I’ve got a workflow which notifies a Teams Channel when a Jira is updated in a particular Jira project. I capture the Jira ticket ID and the Teams message ID in a String/String object in a Global Artifact.
Goal:
- For new Jira tickets, a new conversation. This is straightforward.
- For updates to existing Jira tickets, I want to respond to the existing conversation, using the Teams message ID which I captured last time the workflow ran for a particular Jira ticket.
I want to use Send Message by GUID, which is described in the documentation as more performant, presumably because there’s no need to look up the GUID by Team/Channel Name in MS Graph API using get_teams_from_microsoft in teams_utils.py
As a workaround I can fall back to Send HTML Message, but as the workflow will always be posting to the same Team/Channel, I’d like to avoid the overhead of the Graph API lookup if possible.
Is this a workflow you have built out already or are you trying to build it out now?
I’m at the stage where both of those answers are potentially accurate.
Okay, let me take a look and see what I can figure out for you as a solution.
1 Like
Thank you for taking a look! This is definitely a nice-to-have wishlist item, rather than a show-stopping problem.

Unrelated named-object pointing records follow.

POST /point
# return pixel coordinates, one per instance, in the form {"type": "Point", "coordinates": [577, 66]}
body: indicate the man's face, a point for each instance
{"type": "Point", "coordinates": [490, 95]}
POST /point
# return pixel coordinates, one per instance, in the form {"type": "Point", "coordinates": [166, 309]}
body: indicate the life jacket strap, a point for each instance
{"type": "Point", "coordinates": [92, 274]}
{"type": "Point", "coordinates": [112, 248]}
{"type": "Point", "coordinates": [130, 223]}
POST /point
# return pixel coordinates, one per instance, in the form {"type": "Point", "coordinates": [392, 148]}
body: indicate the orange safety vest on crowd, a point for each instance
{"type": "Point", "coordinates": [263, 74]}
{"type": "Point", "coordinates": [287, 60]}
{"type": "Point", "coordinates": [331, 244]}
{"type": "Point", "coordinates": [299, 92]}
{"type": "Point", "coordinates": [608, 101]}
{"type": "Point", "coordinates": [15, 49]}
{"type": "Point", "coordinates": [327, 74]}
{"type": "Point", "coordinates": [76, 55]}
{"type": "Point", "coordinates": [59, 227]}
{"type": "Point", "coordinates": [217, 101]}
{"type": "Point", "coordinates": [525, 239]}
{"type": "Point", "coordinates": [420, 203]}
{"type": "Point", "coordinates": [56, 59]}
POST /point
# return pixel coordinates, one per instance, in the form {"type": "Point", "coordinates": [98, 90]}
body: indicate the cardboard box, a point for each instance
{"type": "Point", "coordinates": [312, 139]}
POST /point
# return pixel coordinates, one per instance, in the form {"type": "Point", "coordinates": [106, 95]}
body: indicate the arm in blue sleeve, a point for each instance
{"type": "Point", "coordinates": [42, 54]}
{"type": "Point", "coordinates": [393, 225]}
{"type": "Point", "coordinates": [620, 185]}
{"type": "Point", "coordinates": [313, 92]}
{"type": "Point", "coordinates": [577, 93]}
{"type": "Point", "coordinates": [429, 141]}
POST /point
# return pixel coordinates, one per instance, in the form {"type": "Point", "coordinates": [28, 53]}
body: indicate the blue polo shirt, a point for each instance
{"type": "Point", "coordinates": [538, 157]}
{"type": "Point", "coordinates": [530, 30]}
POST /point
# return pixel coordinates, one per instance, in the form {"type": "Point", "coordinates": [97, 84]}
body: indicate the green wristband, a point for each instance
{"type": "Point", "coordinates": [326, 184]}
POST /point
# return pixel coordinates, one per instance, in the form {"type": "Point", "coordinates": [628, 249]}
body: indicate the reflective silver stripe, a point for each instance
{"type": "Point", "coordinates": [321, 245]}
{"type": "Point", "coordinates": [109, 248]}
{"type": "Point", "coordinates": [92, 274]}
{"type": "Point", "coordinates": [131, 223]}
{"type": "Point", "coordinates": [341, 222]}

Then again, I am planning to build more two-way Teams channel interactions in future (!lookup <user> or !isolate-endpoint <hostname>, stuff like that) using Teams, and anything which shaves off response time for that sort of two-way communication via Teams will make the end-user SOC analyst user experience that much better.
1 Like
I was a Security Analyst for the past 4 years so I understand completely. I put in a ticket to have our development team take a look at this and see if it is something we can add.
1 Like
That sounds great, thank you. I realize I read your Phishing Remediation plugin documentation recently - it was food for thought.
With the Teams plugin, I wonder why there are three Actions to send a message to a team/channel:
- Send Message: Send a message; plaintext; target team/channel.
- Send HTML Message: Send HTML as a message; target team/channel.
- Send Message by GUID: Sends a message using the GUID for the team and channel. This is more performant than send message. Can send either HTML or plaintext.
On the other hand, I guess combining them into a single Action in a newer version of the plugin might break workflows which use the existing Actions.
I submitted that when I was a customer, it is a version of the workflow we used at my previous place for our phishing emails. If you have any questions on it I can try to answer them. As for the 3 actions to send a message I am not sure, I can ask around and see what I can find out though.
1 Like
Thanks again. I’m really just thinking out loud about the 3 different Actions. It’s not a problem that they are the way they are.